Velocity Reviews

Velocity Reviews (http://www.velocityreviews.com/forums/index.php)
-   Perl Misc (http://www.velocityreviews.com/forums/f67-perl-misc.html)
-   -   *fastest* was to get a large directory listing in Perl (http://www.velocityreviews.com/forums/t894354-fastest-was-to-get-a-large-directory-listing-in-perl.html)

Seth Brundle 09-21-2005 09:57 PM

*fastest* was to get a large directory listing in Perl
 
There are several methods of getting a large directory listing (3000+ files
in a single directory) in Perl, but all the methods I've tried (<*>,
readdir) are vastly slower in my usage then using readdir in C.

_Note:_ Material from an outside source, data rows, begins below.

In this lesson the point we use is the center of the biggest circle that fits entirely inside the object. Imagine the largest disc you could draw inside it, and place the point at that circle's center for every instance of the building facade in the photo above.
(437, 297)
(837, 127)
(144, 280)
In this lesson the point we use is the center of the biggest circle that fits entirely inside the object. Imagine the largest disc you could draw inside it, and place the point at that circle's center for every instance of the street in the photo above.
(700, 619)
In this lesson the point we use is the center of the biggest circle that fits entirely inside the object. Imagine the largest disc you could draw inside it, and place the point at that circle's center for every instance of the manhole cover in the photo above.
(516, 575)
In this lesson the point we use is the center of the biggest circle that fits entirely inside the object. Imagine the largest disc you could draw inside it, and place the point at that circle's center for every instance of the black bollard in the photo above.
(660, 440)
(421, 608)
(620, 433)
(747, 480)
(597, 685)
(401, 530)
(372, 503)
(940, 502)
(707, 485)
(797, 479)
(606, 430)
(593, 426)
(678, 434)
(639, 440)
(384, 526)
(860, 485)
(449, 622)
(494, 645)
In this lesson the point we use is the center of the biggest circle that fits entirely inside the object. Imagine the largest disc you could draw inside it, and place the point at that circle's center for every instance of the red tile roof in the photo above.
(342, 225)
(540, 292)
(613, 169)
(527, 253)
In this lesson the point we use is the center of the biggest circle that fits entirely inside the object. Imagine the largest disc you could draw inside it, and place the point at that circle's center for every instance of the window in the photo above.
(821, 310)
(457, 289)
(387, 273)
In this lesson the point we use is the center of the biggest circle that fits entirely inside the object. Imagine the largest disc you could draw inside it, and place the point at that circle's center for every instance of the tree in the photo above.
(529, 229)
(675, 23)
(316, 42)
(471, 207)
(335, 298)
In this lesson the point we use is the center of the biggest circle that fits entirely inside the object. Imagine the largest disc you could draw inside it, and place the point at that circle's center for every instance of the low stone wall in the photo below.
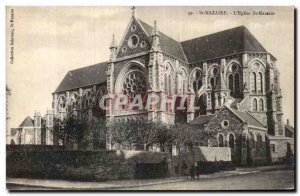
(205, 160)
(207, 154)
(86, 165)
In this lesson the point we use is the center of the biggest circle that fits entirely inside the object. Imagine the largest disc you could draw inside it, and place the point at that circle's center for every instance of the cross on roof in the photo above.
(133, 9)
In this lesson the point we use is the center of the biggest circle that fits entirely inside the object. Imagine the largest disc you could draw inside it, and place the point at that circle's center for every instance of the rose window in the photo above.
(134, 84)
(62, 103)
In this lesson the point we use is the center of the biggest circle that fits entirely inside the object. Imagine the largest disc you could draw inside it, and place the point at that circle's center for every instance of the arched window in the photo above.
(212, 83)
(259, 141)
(62, 102)
(254, 104)
(231, 88)
(197, 80)
(166, 84)
(74, 104)
(219, 99)
(168, 79)
(221, 140)
(214, 77)
(234, 79)
(261, 104)
(231, 140)
(237, 84)
(253, 81)
(87, 99)
(259, 82)
(134, 84)
(182, 77)
(170, 85)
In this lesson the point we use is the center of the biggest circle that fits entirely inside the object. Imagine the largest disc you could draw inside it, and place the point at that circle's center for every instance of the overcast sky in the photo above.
(50, 41)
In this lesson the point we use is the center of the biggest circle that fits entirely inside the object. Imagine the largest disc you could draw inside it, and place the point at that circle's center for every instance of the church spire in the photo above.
(113, 42)
(133, 9)
(155, 30)
(155, 38)
(113, 48)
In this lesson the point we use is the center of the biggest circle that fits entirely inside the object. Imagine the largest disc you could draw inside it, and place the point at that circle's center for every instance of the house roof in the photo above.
(27, 122)
(14, 131)
(246, 117)
(167, 44)
(201, 120)
(85, 76)
(223, 43)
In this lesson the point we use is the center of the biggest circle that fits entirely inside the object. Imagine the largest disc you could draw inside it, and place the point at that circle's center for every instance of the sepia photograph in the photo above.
(150, 98)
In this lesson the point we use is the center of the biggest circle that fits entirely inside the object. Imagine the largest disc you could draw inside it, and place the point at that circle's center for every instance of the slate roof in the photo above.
(290, 128)
(235, 102)
(85, 76)
(14, 131)
(228, 42)
(246, 117)
(223, 43)
(27, 122)
(201, 120)
(167, 44)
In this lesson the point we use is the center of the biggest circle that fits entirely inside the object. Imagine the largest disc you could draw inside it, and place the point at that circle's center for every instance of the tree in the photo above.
(122, 133)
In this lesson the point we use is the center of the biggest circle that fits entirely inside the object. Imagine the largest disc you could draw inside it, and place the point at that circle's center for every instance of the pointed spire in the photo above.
(155, 29)
(113, 42)
(113, 49)
(133, 9)
(155, 38)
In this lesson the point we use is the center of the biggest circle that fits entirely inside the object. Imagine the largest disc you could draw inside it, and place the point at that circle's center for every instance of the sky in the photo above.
(50, 41)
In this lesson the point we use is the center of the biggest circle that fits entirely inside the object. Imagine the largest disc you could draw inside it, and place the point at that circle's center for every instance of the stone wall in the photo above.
(280, 148)
(235, 127)
(83, 165)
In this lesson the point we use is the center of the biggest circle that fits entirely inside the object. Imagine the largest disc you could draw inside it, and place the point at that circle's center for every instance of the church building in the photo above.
(233, 77)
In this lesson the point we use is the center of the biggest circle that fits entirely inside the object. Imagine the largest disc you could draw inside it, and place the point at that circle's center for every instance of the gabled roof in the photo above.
(235, 102)
(27, 122)
(246, 117)
(203, 119)
(14, 131)
(290, 128)
(223, 43)
(85, 76)
(167, 44)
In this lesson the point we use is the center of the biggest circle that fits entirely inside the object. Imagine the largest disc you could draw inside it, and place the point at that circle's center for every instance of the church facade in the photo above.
(232, 76)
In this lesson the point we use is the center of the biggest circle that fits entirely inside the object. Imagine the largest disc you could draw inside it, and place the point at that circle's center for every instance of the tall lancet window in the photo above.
(197, 80)
(254, 104)
(168, 80)
(234, 80)
(259, 82)
(253, 81)
(182, 82)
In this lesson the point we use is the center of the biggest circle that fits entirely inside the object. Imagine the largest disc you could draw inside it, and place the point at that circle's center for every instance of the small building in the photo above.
(37, 131)
(282, 145)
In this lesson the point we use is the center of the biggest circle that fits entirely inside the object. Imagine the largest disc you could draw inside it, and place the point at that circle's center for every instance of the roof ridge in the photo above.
(254, 118)
(241, 26)
(160, 32)
(87, 66)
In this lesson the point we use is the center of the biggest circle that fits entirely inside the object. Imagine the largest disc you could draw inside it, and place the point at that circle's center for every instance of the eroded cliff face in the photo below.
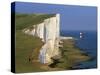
(48, 31)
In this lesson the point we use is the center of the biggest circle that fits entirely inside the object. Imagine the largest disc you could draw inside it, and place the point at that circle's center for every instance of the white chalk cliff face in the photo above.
(48, 31)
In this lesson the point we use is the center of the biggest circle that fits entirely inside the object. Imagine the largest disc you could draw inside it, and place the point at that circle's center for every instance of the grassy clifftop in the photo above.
(27, 20)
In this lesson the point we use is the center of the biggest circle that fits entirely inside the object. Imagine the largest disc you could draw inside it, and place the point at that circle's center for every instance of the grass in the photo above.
(27, 20)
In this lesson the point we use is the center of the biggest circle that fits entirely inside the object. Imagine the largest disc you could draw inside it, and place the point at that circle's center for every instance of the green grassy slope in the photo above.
(27, 20)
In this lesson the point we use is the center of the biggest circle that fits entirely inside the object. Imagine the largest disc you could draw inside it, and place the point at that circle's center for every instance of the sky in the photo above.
(72, 17)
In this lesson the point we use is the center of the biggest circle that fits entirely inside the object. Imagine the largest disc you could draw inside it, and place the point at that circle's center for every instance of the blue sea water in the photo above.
(88, 44)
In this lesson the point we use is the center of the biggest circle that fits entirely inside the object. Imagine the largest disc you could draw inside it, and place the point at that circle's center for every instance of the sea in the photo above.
(87, 43)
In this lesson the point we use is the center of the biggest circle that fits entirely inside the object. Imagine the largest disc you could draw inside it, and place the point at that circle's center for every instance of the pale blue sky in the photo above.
(72, 17)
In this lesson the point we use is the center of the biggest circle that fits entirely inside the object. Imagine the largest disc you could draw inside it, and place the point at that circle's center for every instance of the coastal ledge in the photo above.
(71, 55)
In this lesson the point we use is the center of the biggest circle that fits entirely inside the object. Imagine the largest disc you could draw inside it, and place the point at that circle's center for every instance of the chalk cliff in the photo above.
(48, 31)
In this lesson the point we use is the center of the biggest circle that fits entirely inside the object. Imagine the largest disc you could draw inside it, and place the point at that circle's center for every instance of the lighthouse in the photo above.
(81, 34)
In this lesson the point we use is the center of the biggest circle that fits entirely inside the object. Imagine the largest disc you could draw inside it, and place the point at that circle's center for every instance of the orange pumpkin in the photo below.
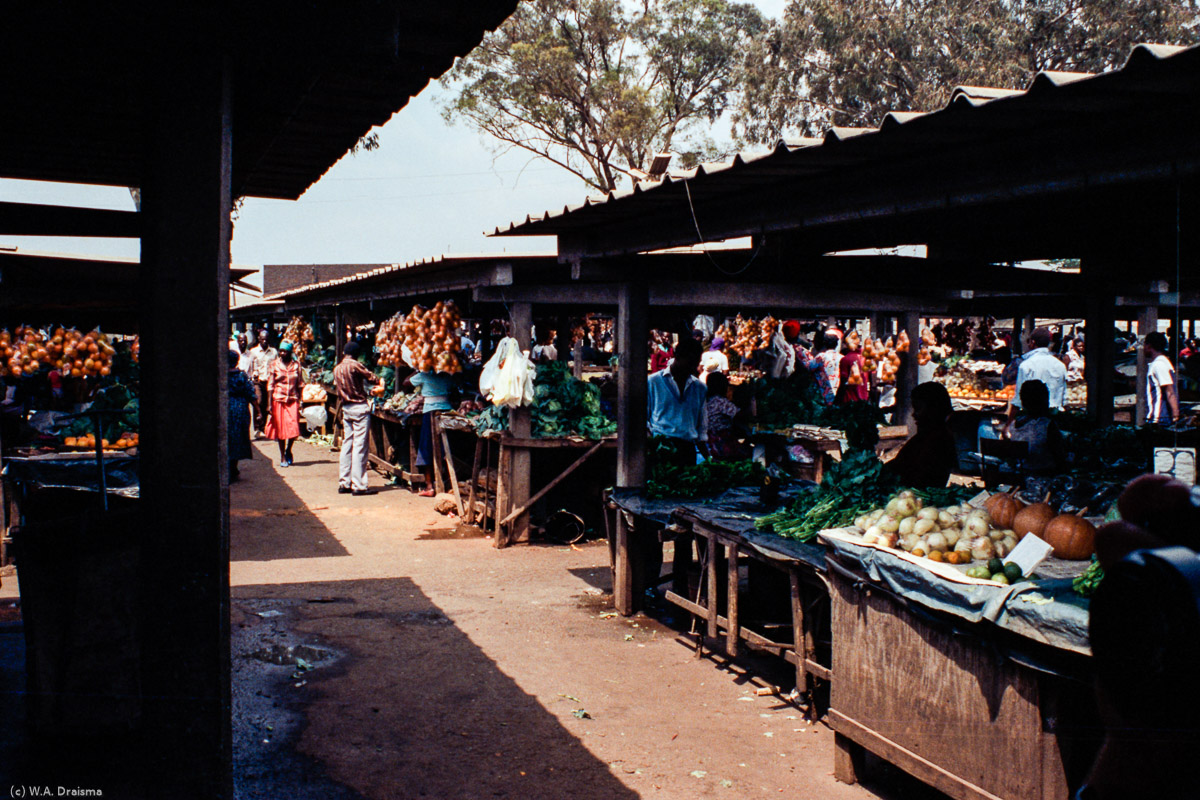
(1003, 509)
(1072, 537)
(1032, 519)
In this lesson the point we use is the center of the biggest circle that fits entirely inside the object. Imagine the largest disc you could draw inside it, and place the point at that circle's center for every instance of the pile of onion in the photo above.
(432, 337)
(300, 334)
(28, 350)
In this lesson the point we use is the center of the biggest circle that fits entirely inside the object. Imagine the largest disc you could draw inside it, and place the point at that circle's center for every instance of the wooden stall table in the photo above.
(388, 434)
(978, 690)
(724, 530)
(505, 511)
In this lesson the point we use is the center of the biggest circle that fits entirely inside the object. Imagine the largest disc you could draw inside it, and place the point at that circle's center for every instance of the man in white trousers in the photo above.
(351, 378)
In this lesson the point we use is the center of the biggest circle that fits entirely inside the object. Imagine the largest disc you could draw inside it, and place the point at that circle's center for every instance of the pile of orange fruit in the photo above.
(88, 441)
(28, 350)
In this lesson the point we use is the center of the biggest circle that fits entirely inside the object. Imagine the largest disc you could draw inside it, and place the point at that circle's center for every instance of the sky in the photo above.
(429, 190)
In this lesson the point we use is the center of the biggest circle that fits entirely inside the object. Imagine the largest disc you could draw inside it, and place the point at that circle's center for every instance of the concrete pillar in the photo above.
(906, 379)
(1147, 322)
(1101, 355)
(184, 469)
(521, 464)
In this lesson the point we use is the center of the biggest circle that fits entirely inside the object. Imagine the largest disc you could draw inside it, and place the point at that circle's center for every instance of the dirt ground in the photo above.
(382, 653)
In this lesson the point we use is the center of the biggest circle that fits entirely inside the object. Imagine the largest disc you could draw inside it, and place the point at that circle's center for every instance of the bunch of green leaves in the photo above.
(1087, 582)
(856, 485)
(784, 402)
(493, 417)
(565, 405)
(599, 86)
(120, 414)
(669, 479)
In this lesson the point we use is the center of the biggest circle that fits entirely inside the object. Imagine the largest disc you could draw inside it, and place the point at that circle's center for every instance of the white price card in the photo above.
(1177, 462)
(1030, 553)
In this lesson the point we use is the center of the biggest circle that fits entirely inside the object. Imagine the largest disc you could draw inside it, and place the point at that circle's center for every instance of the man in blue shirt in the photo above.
(676, 401)
(1039, 365)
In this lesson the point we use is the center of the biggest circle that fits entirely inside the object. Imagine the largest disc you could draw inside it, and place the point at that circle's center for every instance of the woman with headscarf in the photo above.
(283, 386)
(713, 360)
(241, 395)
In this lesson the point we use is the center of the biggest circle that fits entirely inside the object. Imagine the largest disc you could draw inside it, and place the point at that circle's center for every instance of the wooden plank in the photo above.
(631, 388)
(817, 669)
(520, 475)
(502, 470)
(1099, 355)
(682, 561)
(916, 765)
(562, 476)
(1147, 322)
(916, 689)
(714, 571)
(450, 468)
(436, 452)
(906, 378)
(847, 758)
(556, 444)
(732, 632)
(474, 483)
(623, 573)
(802, 677)
(383, 465)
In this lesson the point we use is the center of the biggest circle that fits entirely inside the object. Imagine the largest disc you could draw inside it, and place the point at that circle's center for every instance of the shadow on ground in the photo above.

This doesnt seem to make sense, since I imagine perl is just making the same
system call.

Opinions appreciated...




A. Sinan Unur 09-21-2005 10:22 PM

Re: *fastest* was to get a large directory listing in Perl
 
"Seth Brundle" <brundlefly76@hotmail.com> wrote in
news:Y9adnSgxcfb5SqzeRVn-jA@comcast.com:

> There are several methods of getting a large directory listing (3000+
> files in a single directory) in Perl, but all the methods I've tried
> (<*>, readdir) are vastly slower in my usage then using readdir in C.
>
> This doesnt seem to make sense, since I imagine perl is just making
> the same system call.


Maybe you are using readdir incorrectly?

What is your notion of fast & slow?

How do you measure fast and slow?

D:\Home\asu1\UseNet\clpmisc\r> dir
....
09/21/2005 06:14 PM 0 file998
09/21/2005 06:14 PM 0 file999
09/21/2005 06:14 PM 241 myt.pl
09/21/2005 06:18 PM 266 test.pl
3002 File(s) 507 bytes

D:\Home\asu1\UseNet\clpmisc\r> cat test.pl
#!/usr/bin/perl

use strict;
use warnings;

use Benchmark;

sub ls {
opendir my $dir, '.' or die "Cannot opendir '.': $!";
my @files = readdir $dir;
closedir $dir or die "Cannot closedir '.': $!";
}

timethese -1, { ls => \&ls };

__END__

D:\Home\asu1\UseNet\clpmisc\r> test
Benchmark: running ls for at least 1 CPU seconds...
ls: 1 wallclock secs ( 0.76 usr + 0.31 sys = 1.08 CPU) @ 99.35/s
(n=107)

This is on Windows XPSP2, AMD64 running at 1.8Ghz, 1Gb RAM, about 402 MB
allocated.

What is the equivalent C program you tested?

Sinan

--
A. Sinan Unur <1usa@llenroc.ude.invalid>
(reverse each component and remove .invalid for email address)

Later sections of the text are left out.